对话系统是如何构建的?让我们回到 20 世纪 70 年代,当时 Roger Schank 引入了他的“餐厅脚本”作为一种对话系统 [1]。该脚本将典型的餐厅体验分解为进入、点餐、用餐和结账等步骤,每一步都有特定的脚本话语。那时,这些场景中的每一段对话都是精心策划的,使 AI 系统能够模拟真实的对话。ELIZA(罗杰斯心理治疗师模拟器)和 PARRY(模拟偏执狂个体的系统)是机器学习时代到来之前的另外两个早期对话系统。
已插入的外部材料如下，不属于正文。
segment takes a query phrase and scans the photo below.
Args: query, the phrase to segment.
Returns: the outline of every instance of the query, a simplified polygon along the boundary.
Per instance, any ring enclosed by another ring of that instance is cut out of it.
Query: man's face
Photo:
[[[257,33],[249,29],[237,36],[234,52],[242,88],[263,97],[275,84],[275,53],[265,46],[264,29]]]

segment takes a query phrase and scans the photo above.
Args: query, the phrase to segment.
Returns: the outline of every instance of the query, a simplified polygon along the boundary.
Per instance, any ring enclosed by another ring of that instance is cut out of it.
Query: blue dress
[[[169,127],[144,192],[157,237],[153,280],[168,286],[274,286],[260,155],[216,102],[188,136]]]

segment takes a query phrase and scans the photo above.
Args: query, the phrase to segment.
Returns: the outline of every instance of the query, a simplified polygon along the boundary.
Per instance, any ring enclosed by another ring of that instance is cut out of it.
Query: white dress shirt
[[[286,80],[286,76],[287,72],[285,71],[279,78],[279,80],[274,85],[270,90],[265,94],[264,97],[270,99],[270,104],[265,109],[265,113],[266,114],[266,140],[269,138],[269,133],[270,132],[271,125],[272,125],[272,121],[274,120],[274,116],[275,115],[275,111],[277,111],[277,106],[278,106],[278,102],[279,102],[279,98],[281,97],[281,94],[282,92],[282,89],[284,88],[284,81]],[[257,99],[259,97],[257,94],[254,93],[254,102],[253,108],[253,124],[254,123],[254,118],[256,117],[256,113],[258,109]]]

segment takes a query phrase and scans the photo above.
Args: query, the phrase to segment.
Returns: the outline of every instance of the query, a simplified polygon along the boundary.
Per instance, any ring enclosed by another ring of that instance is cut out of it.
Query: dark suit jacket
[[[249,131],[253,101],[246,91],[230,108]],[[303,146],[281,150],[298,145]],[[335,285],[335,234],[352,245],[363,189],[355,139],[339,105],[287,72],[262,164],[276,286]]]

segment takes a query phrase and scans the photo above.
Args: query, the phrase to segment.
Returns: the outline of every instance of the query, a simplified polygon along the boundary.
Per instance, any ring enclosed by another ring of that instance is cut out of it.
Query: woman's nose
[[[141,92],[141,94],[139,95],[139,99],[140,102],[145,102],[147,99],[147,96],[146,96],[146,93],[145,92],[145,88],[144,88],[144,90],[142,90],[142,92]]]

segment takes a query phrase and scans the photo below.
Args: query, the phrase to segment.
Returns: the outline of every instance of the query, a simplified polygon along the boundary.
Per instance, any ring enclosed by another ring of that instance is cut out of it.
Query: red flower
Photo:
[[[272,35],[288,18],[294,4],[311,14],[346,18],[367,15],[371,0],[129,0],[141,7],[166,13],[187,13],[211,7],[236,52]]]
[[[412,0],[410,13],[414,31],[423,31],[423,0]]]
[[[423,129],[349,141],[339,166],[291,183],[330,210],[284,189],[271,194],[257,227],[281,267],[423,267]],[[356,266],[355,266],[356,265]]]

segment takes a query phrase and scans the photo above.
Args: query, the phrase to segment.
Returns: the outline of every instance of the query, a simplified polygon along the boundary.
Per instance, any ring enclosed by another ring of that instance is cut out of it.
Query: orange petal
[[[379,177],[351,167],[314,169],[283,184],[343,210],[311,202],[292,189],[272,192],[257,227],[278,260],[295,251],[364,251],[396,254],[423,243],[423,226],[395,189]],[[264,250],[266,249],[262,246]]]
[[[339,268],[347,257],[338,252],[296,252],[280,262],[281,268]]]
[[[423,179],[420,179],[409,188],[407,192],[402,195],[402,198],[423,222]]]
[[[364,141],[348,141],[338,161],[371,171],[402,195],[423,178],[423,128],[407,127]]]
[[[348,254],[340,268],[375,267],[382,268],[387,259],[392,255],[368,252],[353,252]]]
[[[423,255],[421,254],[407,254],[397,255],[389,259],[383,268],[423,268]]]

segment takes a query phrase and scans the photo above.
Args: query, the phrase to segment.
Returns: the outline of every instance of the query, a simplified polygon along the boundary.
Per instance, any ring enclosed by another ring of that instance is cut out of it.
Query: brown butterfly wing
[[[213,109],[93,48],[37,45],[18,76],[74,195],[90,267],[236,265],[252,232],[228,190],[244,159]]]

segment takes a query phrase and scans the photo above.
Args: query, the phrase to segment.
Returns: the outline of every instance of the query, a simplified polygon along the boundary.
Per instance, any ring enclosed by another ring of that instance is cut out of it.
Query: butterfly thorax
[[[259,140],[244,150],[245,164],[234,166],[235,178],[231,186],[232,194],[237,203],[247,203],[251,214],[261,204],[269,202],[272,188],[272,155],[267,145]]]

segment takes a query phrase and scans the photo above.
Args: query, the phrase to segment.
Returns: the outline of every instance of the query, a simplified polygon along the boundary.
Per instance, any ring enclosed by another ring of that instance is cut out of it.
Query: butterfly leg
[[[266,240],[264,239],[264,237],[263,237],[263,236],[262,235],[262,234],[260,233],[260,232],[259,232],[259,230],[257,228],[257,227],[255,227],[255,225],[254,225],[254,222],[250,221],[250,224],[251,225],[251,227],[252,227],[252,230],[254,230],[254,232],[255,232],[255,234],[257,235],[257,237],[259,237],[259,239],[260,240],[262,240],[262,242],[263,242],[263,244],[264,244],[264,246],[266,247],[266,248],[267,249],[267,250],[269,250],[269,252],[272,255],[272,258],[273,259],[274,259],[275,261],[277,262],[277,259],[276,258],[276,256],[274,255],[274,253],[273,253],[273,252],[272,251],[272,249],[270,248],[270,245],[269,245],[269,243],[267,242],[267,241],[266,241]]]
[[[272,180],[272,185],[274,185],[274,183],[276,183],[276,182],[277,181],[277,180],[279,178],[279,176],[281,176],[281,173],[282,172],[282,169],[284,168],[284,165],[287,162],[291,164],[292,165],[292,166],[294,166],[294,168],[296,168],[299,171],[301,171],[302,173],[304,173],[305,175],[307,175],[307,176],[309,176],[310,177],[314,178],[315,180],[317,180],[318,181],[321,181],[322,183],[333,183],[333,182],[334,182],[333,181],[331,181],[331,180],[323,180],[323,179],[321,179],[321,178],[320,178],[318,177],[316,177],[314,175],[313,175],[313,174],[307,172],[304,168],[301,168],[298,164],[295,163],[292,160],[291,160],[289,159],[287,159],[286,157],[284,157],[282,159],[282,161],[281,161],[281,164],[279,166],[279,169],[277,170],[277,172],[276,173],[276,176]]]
Compare this approach to the LLM-based dialogue system today, it seems mysterious how models trained to predict the next token could do anything at all with engaging in dialogues. Therefore, let’s take a close examination of how dialogue systems are made, with an emphasis on how the dialogue format comes into play:

将这种方法与当今基于 LLM 的对话系统进行比较,人们不禁感到困惑:那些仅仅被训练来预测下一个 Token 的模型,究竟是如何参与对话的?因此,让我们仔细审视对话系统是如何构建的,重点关注对话格式在其中发挥的作用:

(1) Pretraining: a sequence model is trained to predict the next token on a gigantic corpus of mixed internet texts. The compositions may vary but they are predominantly news, books, Github code, with a small blend of forum-crawled data such as from Reddit, Stack Exchange, which may contain dialogue-like data.

(1) 预训练:序列模型在海量的混合互联网文本语料库上进行训练,以预测下一个 Token。语料构成可能有所不同,但主要是新闻、书籍、Github 代码,并混合了少量从 Reddit、Stack Exchange 等论坛抓取的数据,其中可能包含类似对话的数据。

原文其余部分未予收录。